For the first time in his brief tenure as LSU head coach, Ed Orgeron looked like he might be in over his head.

Mississippi State outclassed the 12th-ranked Tigers 37-7 Saturday night in Starkville and no statistics explain the outcome as well as the fact that Bulldogs coach Dan Mullen and his staff thoroughly outperformed Orgeron and his.

Plain and simple.

After Orgeron was named interim head coach to replace Les Miles in the wake of a 2-2 start last season, the Tigers stabilized, improved and competed week in and week out while finishing 6-2 the rest of the way.

The only blemishes on Orgeron’s resume were a 10-0 loss to No. 1 Alabama and a 16-10 loss to No. 23 Florida. The loss to the Crimson Tide was a one-score game until late in the fourth quarter and the loss to Florida ended with LSU peering into the Gators’ end zone.

But Saturday night was a beatdown. Mullen and his staff had the Bulldogs ready to show that they’re contenders in the SEC West after opening the season with lopsided wins against Charleston Southern (47-0) and Louisiana Tech (57-21).

Consider them contenders, at least more so than the Tigers.

LSU entered the game after lopsided wins against BYU (27-0) and Chattanooga (45-10) and thanks to the schedule-maker they get two more non-conference games at home against Syracuse and Troy to try and figure what in the world happened in Starkville before venturing back into SEC play at Florida on Oct. 7.

Now before someone goes and launches a website called FireEdOrgeron.com — if someone hasn’t already — this one game shouldn’t negate the 10 previous games that the Tigers played with Orgeron as head coach.

Not by a long shot.

This was one truly terrible performance in all three phases, but at some point LSU was going to have to find out how Orgeron does when faced with a crisis, and as far as September crises go, this one’s fairly substantial.

Orgeron had been pledging to reduce the penalties for the past two weeks. The Tigers committed 10 in the opener and 11 last week, but Orgeron touted the fact that the coaches challenged the players at halftime last week and only one infraction occurred in the second half.

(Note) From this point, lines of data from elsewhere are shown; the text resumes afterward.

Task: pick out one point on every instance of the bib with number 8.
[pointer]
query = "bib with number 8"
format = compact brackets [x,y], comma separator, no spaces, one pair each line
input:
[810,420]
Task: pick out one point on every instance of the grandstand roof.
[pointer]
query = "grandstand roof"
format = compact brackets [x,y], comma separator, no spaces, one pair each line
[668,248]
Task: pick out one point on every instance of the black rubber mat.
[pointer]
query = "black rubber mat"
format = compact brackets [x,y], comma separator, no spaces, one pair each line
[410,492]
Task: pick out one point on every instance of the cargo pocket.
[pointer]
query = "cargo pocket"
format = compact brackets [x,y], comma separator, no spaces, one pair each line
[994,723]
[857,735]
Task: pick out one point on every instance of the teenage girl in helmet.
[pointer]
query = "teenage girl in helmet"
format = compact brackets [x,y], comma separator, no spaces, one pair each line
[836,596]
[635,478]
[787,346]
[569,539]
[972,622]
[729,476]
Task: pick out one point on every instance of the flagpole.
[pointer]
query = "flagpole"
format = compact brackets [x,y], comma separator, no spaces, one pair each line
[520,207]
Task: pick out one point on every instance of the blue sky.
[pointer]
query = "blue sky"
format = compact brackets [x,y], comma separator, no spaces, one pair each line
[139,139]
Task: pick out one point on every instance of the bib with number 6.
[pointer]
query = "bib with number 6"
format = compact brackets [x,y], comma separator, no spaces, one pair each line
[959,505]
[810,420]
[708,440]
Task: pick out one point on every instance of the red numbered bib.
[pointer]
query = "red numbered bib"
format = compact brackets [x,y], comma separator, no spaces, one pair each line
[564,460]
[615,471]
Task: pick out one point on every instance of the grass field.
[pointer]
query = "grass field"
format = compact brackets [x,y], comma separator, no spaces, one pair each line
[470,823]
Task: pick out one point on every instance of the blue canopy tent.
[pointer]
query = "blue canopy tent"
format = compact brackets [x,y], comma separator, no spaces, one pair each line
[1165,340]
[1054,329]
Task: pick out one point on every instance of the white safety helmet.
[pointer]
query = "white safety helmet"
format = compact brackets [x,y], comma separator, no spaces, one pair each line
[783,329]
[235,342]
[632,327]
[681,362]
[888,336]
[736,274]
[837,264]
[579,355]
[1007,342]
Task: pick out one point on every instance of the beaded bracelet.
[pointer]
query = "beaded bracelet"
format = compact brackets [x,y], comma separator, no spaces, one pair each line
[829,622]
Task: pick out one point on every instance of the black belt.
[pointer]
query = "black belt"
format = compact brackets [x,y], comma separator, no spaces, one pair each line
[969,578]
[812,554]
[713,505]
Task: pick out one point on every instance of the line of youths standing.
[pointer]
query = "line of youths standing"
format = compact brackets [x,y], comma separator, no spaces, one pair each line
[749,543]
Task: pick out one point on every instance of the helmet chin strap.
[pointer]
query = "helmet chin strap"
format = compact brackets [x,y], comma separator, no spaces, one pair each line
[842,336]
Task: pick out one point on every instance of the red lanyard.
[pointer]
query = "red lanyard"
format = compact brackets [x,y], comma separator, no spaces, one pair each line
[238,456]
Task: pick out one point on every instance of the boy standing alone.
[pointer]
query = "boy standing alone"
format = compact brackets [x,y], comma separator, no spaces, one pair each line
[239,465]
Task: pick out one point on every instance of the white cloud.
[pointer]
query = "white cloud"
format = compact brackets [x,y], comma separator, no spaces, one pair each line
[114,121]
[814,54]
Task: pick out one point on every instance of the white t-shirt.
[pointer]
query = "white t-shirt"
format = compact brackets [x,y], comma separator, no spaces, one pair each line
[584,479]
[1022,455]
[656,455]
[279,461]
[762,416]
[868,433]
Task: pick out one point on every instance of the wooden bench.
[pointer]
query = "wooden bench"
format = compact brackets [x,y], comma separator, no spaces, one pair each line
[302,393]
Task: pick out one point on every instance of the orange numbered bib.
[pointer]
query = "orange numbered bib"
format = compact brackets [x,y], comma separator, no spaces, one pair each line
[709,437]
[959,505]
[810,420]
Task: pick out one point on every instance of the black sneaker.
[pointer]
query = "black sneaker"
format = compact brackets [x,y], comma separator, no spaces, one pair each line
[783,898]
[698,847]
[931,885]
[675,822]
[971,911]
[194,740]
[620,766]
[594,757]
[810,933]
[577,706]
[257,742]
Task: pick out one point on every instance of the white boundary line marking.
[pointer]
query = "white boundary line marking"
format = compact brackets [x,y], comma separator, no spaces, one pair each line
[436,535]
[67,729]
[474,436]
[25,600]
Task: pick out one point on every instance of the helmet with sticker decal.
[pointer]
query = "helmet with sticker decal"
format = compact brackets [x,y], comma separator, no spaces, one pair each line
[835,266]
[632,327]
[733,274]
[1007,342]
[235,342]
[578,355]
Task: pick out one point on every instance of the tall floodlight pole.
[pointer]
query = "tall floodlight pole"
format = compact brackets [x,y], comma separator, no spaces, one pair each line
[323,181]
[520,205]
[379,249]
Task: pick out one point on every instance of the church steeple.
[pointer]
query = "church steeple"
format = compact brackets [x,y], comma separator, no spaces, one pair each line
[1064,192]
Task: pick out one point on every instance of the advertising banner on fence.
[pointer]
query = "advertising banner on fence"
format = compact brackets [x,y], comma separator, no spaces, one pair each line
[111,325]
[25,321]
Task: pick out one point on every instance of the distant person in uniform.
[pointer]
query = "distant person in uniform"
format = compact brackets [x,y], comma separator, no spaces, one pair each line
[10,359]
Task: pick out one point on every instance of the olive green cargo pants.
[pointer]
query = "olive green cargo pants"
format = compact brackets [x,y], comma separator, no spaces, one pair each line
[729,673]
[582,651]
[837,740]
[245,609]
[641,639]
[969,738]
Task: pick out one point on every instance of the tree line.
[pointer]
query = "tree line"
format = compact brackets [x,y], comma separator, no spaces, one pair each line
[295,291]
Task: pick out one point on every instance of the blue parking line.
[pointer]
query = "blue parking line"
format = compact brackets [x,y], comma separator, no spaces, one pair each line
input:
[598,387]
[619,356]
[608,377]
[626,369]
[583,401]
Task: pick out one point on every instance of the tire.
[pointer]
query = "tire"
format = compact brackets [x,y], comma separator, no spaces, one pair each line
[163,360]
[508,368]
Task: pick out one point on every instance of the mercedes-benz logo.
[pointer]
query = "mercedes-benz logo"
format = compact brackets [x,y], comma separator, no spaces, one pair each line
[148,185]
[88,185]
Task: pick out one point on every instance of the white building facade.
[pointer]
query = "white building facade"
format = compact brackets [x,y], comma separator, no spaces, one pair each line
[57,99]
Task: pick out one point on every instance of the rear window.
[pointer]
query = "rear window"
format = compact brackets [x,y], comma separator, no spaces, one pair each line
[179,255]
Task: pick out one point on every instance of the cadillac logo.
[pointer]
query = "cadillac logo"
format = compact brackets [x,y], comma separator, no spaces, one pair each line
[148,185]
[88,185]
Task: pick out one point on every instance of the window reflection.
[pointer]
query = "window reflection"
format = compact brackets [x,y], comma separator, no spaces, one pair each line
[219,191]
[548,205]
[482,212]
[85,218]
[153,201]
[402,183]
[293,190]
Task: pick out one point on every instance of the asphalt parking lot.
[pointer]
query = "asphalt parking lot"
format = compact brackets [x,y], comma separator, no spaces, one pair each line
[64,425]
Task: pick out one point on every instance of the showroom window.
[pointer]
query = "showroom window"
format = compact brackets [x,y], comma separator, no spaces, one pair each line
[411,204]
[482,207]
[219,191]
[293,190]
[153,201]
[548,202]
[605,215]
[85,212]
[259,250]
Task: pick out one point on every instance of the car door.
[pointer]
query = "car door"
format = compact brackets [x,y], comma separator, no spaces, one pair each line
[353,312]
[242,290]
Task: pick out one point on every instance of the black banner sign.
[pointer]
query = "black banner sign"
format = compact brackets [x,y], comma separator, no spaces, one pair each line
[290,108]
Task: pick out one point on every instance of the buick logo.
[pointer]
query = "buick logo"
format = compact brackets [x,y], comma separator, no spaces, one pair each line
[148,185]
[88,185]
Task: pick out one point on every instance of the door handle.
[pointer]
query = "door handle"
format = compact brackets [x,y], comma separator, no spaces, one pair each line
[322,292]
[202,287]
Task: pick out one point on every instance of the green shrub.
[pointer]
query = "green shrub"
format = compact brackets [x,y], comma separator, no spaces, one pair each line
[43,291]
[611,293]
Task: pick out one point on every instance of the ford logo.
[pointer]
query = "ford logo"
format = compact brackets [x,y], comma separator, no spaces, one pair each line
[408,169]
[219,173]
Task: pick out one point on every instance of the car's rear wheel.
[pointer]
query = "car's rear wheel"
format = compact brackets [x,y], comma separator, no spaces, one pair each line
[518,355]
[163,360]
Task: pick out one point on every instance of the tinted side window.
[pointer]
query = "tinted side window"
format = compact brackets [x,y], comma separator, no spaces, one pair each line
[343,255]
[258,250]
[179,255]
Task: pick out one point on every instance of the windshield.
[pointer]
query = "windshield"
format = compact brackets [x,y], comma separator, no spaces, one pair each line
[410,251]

Cutting down on the penalties was a priority this week, but LSU had self-inflicted wounds right from the start. On the first possession, the Tigers had a false start and then a pass interference penalty that wiped out a touchdown.

Another first-half touchdown was negated by a holding penalty, but the Tigers found the end zone moments later anyway.

They finished the first half with six penalties for 71 yards and trailed 17-7.

Meanwhile, Matt Canada’s offense and Dave Aranda’s defense were consistently a step behind their Bulldogs counterparts.

Canada leaned heavily on the pass in the early going and had little success as State consistently pressured Danny Etling, who couldn’t find a rhythm and was further plagued by a couple of drops.

When Canada ditched the pass and attacked the Bulldogs exclusively with the run, the result was an eight-play, 65-yard touchdown drive. But that was it for the offense.

State’s offense kept the LSU defense off balance with efficient running and passing, marching 65, 63 and 54 yards to its three first-half scores.

It didn’t take the Tigers long to show that they did not solve the penalty issue at halftime this week. They appeared to force a three-and-out on the first possession of the third quarter, but Donnie Alexander was called for roughing the passer and ejected for targeting. That revived a possession that ended with a field goal.

On the next possession another Tiger, Neil Farrell, was also ejected for targeting before a 45-yard touchdown pass from Nick Fitzgerald to Keith Mixon on which no Tigers covered Mixon.

After that it just got worse and worse for LSU. Ultimately the Tigers had nine penalties for 111 yards, but as the deficit grew, concern about the penalties shrunk alongside repeated offensive, defensive and special teams breakdowns.

When it was mercifully over, Orgeron said, “Nobody played well tonight. No one coached well tonight. It starts with me.”

He’s right on all three counts.

The Tigers played 20 freshmen in the first two games, something Orgeron wore as a badge of honor. Now it might be used as not as an excuse, but at least as justification for tempering expectations, which would be legitimate.

This is a relatively young team that got younger with the absence of injured defensive lineman Rashard Lawrence, who didn’t dress, and the aforementioned ejections to go along with an offensive line that’s a work in progress and an experienced game manager but limited playmaker at quarterback.

Orgeron’s biggest improvement from his first stint as a full-time head coach at Ole Miss to his current gig was to learn to manage the overall operation and delegate and trust his lieutenants. And he has two really good ones at his side in Canada and Aranda.

How the trio gets LSU to respond to this dismal performance is an opportunity to show that the team and program are in good hands.